Aliasing means when two different memory references specify single location. It is easy to happen in C since it is allowed to do address arithmetic and direct access to storage structures is possible. In order to control this, get in habit of introducing local variables. See the variables accumulating within loops.

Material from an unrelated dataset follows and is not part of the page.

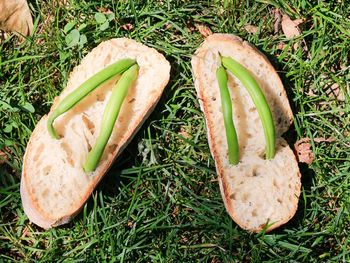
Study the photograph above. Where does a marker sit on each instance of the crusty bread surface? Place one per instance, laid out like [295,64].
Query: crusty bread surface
[54,186]
[257,193]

The aggressive reuse of memory is one of the ways through which programmers make code fast, and it is important for the correctness and speed of your program that you understand how a program might alias buffers.

1
2
3
4
5
6
7
8
9
/* Sum rows is of n X n matrix a and store in vector b */
void sum_rows1(double *a, double *b, long n) {
long i, j;
for (i = 0; i < n; i++) {
b[i] = 0;
for (j = 0; j < n; j++)
b[i] += a[i*n + j];
}
}

In assembly the above function looks like below:

1
2
3
4
5
6
7
8
# sum_rows1 inner loop
.L4:
movsd (%rsi,%rax,8), %xmm0 # FP load
addsd (%rdi), %xmm0 # FP add
movsd %xmm0, (%rsi,%rax,8) # FP store
addq $8, %rdi
cmpq %rcx, %rdi
jne .L4

Code updates b[i] on every iteration. Programmers must consider possibility that these updates will affect program behavior. Let’s remove the aliasing like below.

1
2
3
4
5
6
7
8
9
10
11
/* Sum rows is of n X n matrix a and store in vector b */
void sum_rows2(double *a, double *b, long n) {
long i, j;
for (i = 0; i < n; i++) {
int val = 0;
for (j = 0; j < n; j++){
val += a[i*n + j];
b[i] = val;
}
}
}

In assembly the above function looks like below:

1
2
3
4
5
6
# sum_rows2 inner loop
.L10:
addsd (%rdi), %xmm0 # FP load + add
addq $8, %rdi
cmpq %rax, %rdi
jne .L10

There is no need to store intermediate results anymore.

Memory Layout

  • Stack
    • Runtime stack (8MB limit)
    • E. g., local variables
  • Heap
    • Dynamically allocated as needed
    • When call malloc(), calloc(), new()
  • Data
    • Statically allocated data
    • E.g., global vars, static vars, string constants
  • Text / Shared Libraries
    • Executable machine instructions
    • Read-only

Each memory segment can be readable, executable, writable (or none at all). Segmentation fault occurs when program tries to access illegal memory. For example, when reading from segment with no permission or writing to read-only segments of the memory.